-Czyli co gadałaś z Juantoreną?
-Nie. Nie zamierzam. Mam już
wszystko gdzieś z kim on jest i gdzie się spotyka. On to dla mnie skończony
rozdział. Wiesz niby chce być moim
"przyjacielem" tylko wiesz ja nie mam ochoty być jego
przyjaciółką.
-Rozumiem. Pomógł bym Ci ale nie
umiem.
-Wiesz. Ja nawet nie oczekuję
pomocy ja muszę sama sobie z tym poradzić to wszystko strawić itp itd. Zresztą
sama wiem, że ty też masz problemy.
-Nie ja raczej nie mam problemów.
Moje życie to luz. Tylko ta kontuzja mi trochę ciąży.

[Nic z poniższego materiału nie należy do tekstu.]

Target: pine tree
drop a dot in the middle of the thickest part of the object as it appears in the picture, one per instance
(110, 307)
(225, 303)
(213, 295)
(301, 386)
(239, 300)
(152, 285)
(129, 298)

-A ta cała dziewczyna z jeziora?
-To historia. A o tego typy
historiach zapominam dość szybko.
-To chciałabym umieć tak jak ty.
Niestety jak ja się do kogoś przywiążę to nie ma zmiłuj. Choćby mi robił wielką
krzywdę to ja i tak mu ufam i tak chcę z nim być czy się przyjaźnić. Chodzi o
kontakt. Chcę mieć z nim kontakt. Np. Grzesiek albo Juantorena. Oni przecież
zrobili mi krzywdę tak. Juantorena zrobił ich już znaczną ilość tych swoich
małych grzeszków i kilka większych ,a Grzesiek zrobił coś co chyba najbardziej
boli kobietę. I w sumie to chociaż zerwaliśmy z Grześkiem w sobotę codziennie,
bo nie ma dnia chcę z nim porozmawiać, przytulić go itd. A do Juantoreny w tej
chwili czuję taki chwilowy wstręt tą całą sytuacją ale chyba nawet jakby codziennie
obracał inną laskę to ja bym mu wybaczała, bo ja nie wyobrażam sobie życia bez
niego jako choćby zwykłego znajomego, bo ja nie umiem bez niego normalnie
funkcjonować. Nawet bez głupiej kłótni. W sumie to ja lubię się z nim kłócić,
bo przynajmniej wiem, że mu trochę zależy i nie traktuje mnie jak powietrze.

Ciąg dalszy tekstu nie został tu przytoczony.